The original Nerf: Representing scenes as neural radiance fields for view synthesis was published in ECCV 2020

One of the authors , Ben Mildenhall , graduated from UC Berkeley in 2020, and will work at Google as of 4/4 of 2023, and has published Mip-NeRF , Block-NeRF , Mip-NeRP 360 , DreamFUsion and many other works that can be called nodes.

For NeRF, we defined it as a method of differentiable rendering in the previous chapter, in order to emphasize the difference between it and the geometric reconstruction algorithm; now we may wish to narrow the scope of the definition and define it as a method of neural rendering , which is different from traditional differentiable rendering.

Neural rendering uses a deep neural network to approximate scene parameters (such as volume density in NeRF, or the feature vector output by the first MLP network in NeRF, which we call neural representation), and learns the scene by training the neural network The optical properties of , is a data-driven rendering method.

In order to generate controllable images of real scenes, traditional rendering needs to simulate the propagation of light from existing observations (such as images and videos) to estimate complex physical parameters (such as camera internal parameters, lighting, albedo, etc.), that is, the inverse Rendering, resulting in a photorealistic image.

This concept was first proposed in Neural scene representation and rendering in 2018. Students who want to learn more can refer to Advances in Neural Rendering .

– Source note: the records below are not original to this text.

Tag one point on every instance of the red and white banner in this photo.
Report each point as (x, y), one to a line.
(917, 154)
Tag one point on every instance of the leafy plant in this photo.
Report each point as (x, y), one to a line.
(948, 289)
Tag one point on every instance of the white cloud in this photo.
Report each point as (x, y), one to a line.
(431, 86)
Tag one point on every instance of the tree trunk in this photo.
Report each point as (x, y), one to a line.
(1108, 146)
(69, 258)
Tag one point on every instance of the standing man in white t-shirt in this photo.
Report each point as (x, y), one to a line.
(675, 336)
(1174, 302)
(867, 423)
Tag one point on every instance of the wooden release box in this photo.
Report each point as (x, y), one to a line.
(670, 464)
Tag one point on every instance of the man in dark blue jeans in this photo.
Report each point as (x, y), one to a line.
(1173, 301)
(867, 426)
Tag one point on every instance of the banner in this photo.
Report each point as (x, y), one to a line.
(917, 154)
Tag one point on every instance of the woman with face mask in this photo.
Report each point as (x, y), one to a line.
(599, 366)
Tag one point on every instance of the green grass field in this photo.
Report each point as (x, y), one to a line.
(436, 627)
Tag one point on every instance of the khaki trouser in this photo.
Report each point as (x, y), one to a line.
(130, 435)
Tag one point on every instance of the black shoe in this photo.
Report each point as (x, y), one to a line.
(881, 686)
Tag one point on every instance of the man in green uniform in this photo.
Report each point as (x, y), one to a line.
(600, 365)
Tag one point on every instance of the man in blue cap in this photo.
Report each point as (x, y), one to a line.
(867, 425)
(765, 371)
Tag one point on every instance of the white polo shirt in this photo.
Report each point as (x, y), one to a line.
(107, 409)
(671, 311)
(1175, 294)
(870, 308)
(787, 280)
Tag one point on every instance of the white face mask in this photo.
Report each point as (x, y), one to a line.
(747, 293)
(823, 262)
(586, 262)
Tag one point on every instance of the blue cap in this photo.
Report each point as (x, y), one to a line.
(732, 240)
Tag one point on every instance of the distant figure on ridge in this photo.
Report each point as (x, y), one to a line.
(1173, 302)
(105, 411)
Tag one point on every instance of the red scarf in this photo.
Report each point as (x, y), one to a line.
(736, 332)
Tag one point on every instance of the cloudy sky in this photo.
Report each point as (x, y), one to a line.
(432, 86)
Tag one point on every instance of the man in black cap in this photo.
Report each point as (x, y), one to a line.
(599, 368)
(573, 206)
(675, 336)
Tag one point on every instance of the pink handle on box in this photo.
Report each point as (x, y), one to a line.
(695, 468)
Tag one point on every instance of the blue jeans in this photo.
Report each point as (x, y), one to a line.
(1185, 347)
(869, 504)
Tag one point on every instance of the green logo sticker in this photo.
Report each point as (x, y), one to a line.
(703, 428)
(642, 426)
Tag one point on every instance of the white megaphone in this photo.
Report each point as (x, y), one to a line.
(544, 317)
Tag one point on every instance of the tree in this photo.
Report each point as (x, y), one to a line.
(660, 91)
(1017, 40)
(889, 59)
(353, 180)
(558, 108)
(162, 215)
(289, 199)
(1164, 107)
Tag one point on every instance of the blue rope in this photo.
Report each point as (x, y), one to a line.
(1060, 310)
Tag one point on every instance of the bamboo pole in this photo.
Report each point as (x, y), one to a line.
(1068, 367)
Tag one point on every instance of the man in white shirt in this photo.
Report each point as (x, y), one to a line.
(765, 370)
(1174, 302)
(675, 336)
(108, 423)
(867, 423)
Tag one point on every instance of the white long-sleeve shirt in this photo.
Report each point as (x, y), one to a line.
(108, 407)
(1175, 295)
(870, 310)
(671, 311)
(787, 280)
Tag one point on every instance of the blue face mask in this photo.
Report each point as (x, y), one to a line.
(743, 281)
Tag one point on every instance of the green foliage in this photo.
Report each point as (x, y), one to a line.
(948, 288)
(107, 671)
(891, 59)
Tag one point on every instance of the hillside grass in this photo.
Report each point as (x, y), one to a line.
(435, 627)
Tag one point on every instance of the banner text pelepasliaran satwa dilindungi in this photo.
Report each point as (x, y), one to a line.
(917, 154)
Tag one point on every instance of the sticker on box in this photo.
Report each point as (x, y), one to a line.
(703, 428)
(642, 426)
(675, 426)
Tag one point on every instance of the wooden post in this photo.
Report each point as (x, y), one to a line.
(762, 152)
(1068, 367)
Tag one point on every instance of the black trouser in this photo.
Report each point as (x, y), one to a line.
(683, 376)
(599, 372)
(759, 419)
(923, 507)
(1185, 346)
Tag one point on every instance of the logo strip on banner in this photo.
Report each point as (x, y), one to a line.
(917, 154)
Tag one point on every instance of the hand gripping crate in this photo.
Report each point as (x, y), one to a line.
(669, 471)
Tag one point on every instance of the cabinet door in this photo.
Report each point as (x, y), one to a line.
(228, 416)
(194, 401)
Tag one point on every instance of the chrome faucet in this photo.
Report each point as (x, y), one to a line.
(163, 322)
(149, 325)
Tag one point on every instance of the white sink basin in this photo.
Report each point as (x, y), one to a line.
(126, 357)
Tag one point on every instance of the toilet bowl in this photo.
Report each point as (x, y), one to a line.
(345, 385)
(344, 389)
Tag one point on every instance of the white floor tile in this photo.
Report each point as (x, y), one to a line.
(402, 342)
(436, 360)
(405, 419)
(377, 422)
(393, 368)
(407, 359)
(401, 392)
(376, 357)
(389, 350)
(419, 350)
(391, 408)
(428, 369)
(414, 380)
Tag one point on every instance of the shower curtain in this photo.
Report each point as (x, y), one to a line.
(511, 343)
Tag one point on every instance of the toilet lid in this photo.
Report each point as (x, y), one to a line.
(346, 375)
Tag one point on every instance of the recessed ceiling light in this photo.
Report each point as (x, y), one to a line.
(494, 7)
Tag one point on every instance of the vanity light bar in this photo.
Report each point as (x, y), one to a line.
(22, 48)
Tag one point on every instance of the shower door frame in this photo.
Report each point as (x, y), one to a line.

But the good news is that learning NeRF does not require too much basic knowledge compared to learning traditional rendering of graphics or learning traditional 3D reconstruction, so without further ado, let's start the formal content of this chapter as soon as possible.

1.Introduction

In this chapter, Mildenhall outlines the pipeline of their entire work, specifically:

Given a series of pictures with poses $I={I_1,...,I_n}$ , and the corresponding pose $P={(R_1|t_1,...,R_n|t_n)}$ and camera internal reference $K=(K_1,...,K_n)$ on the pixel plane $(u, v)$ , formed by the camera optical center $o - (u, v)$ , and sample several three-dimensional points $(x, y, z)$ , the line-of-sight directions of all three-dimensional points on this ray can be expressed as $d_{x}(u,v), d_{y}(u,v),d_{z}(u,v))$

a. Use position encoding to map low-frequency three-dimensional coordinates to high-frequency space to obtain more detailed information: $\gamma_p:=(x ,y,z)\rightarrow\gamma_p(x,y,z)$ ；

Build an implicit expression map $f_{geo}:=\gamma_p(x,y,z)\rightarrow(\sigma,f)$ , where $\sigma$ represents the volume density (volume density), controlled by $(x, y,$ How much radiance/intensity will the light of $z$ $)$ $f$ is the geometric feature vector of the point, which implicitly encodes $(x, y, z)$ geometric properties;

b. Use position encoding to map the low-frequency direction vector to the high-frequency space to obtain more detailed information: $\gamma_d:=(d_x(u,v),d_y(u,v),d_z(u,v)) \rightarrow \gamma_d(d_x(u,v),d_y(u,v),d_z(u,v))$ ；

Use another MLP network to output the RGB color fcolor of the point $f_{ color}:=(\gamma_d(d_x(u,v),d_y(u,v),d_z(u,v)),f)\rightarrow c_{x,y,z}$ ；

c. Using the traditional volume rendering method, the color and density of these three-dimensional points are accumulated on the image plane;

*: Use $(\theta,\phi)$ to represent the direction from which the point is observed and use the __unit vector__ $d_x,d_y,d_z)$ are equivalent, the former is represented by latitude and longitude, and the latter is represented by unit vectors. In order to avoid ambiguity, we will use unit vectors to represent directions later, and the 5D vectors mentioned in the paper are also described by 6D vectors.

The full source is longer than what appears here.